Madrigal's eyes softened for a moment as he stared at his new hat, then he looked back up and thanked Ignacio for seeing it to him safely. Unlike that recently deceased moron Ortega, who was too stupid to live, the Announcer firmly understood his place, and was properly, but not irritatingly, grateful to Ignacio for it.


"Hey, check out the Announcer's new lid! His icy mamá unfroze! It’s a Christmas miracle!" Chatterbox José announced that night as Bruno put on his new green knit cap before lights out.

"My mother doesn't knit," he replied, in a tone that he had hoped would silence José.

Nothing would silence José if the begging of one of his wiser partners-in-crime couldn't. "One of your sisters start feeling bad?"

Bruno's own silence was no defense against Chatterbox in a garrulous mood.

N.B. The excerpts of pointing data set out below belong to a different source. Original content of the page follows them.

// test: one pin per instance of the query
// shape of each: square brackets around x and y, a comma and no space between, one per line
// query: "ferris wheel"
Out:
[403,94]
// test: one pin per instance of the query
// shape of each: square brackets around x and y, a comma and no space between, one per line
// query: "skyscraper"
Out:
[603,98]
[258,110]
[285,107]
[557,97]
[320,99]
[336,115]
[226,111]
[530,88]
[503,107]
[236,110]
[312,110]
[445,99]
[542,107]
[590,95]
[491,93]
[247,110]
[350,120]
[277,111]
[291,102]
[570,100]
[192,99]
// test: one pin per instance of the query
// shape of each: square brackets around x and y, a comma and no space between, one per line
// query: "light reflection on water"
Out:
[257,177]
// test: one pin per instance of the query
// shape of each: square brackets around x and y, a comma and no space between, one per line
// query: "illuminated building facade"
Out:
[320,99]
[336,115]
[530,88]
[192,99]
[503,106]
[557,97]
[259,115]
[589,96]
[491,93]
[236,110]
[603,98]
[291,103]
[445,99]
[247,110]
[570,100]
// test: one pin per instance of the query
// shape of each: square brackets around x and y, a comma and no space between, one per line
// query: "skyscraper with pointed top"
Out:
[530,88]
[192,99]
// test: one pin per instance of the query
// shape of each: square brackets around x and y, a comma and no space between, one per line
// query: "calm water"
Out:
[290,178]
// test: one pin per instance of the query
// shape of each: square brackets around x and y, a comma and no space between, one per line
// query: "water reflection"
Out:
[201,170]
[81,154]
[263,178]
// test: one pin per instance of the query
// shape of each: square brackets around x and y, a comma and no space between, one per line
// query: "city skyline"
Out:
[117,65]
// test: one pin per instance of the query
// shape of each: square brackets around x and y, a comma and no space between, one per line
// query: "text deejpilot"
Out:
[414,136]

"Ooooh, I know. Of course. It was your thick chick! Man, a sweet, soft girl who can cook, knit and I bet she even -"

"Don't finish that sentence," Bruno instructed, clapping a hand perhaps a bit less than gently over José's mouth so that he wouldn't have to place a fist there instead, had he let the blabbermouth continue talking.

José raised his hands in mock-surrender and Bruno let go. "Ok, ok, ok... she's your sobrina, and she spends all her free time at church, on her knees."

Bruno did not need to think about Mirabel on her knees.

"Más que un primo, lo más que me arrimo..."(2) echoed from the luxuriously-springed bed in the back of the corner cell a few doors down. Had just about anyone else said that, Bruno would have compelled an apology at his earliest opportunity, but coming from Don Ignacio, all he could do was glare at his snickering cellmates.

After the lights went out, he pulled the cap off and inhaled.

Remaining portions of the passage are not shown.